La realtà aumentata per ridurre le radiazioni della Tac

Lo studio

La realtà aumentata per ridurre le radiazioni della Tac

di redazione

Una lesione ossea riprodotta in maniera artificiale e posizionata, virtualmente, all’interno del corpo del paziente per guidare con grande precisione la mano del medico impegnato nella biopsia. È la medicina del futuro sperimentata all'ospedale Galeazzi-Sant’Ambrogio di Milano dall’équipe di Luca Maria Sconfienza, responsabile dell’Unità di Radiologia diagnostica e interventistica e professore di Diagnostica per immagini e radioterapia all’Università Statale di Milano, che ha condotto uno studio pilota che ha coinvolto otto pazienti. Lo studio è pubblicato sulla rivista European Radiology Experimental.

L’esame bioptico dell’osso, per la sua realizzazione, necessita di Tac sequenziali, ovvero di scansioni in serie che permettono all’operatore di individuare il punto corretto in cui posizionare l’ago per il prelievo del campione di tessuto. Il paziente riceve quindi una considerevole dose di radiazioni durante il lento e progressivo processo necessario all’identificazione della sede adeguata per procedere alla biopsia.

Lo studio, che vede come primo autore Domenico Albano che ha eseguito le procedure, ha preso in esame una nuova modalità, la realtà aumentata appunto, per praticare l’esame bioptico, senza la necessità di sottoporre il paziente a diverse scansioni successive, quindi a Tac multiple, limitando così la dose di radiazioni.
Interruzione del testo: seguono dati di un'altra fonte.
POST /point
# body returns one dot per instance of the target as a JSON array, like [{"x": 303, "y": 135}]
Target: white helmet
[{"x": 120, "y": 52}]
Per rendere possibile questa applicazione, prima di eseguire la prima scansione Tac, alcuni marcatori radiopachi vengono applicati attorno alla lesione da trattare. Un marcatore viene anche posizionato sull’ago che viene utilizzato per la biopsia. Una volta acquisito il volume del corpo del paziente attraverso la Tac e identificata la lesione, un software specifico tramite una telecamera riconosce i marcatori cutanei, dotati di QR Code e li accoppia con quelli identificati sulla Tac. Questo permette di costruire un modello tridimensionale di realtà aumentata che consente all’operatore di “navigare” (virtualmente) e di visualizzare la lesione e il percorso dell’ago in tempo reale all’interno del corpo del paziente. Tutto viene integrato con un visore ottico indossato dall’operatore, che rende la procedura più immersiva e realistica. Durante lo studio è stato dimostrato come si sia riusciti a ridurre il numero di scansioni Tac (e quindi la dose di radiazioni) di oltre il 50 per cento.

«Questa tecnologia, che si è rivelata sicura ed efficiente, ci permette di vedere, virtualmente, attraverso il paziente e di eseguire la procedura senza il supporto di Tac sequenziali, con un evidente vantaggio, poiché si riduce significativamente la dose di radiazioni» commenta Sconfienza.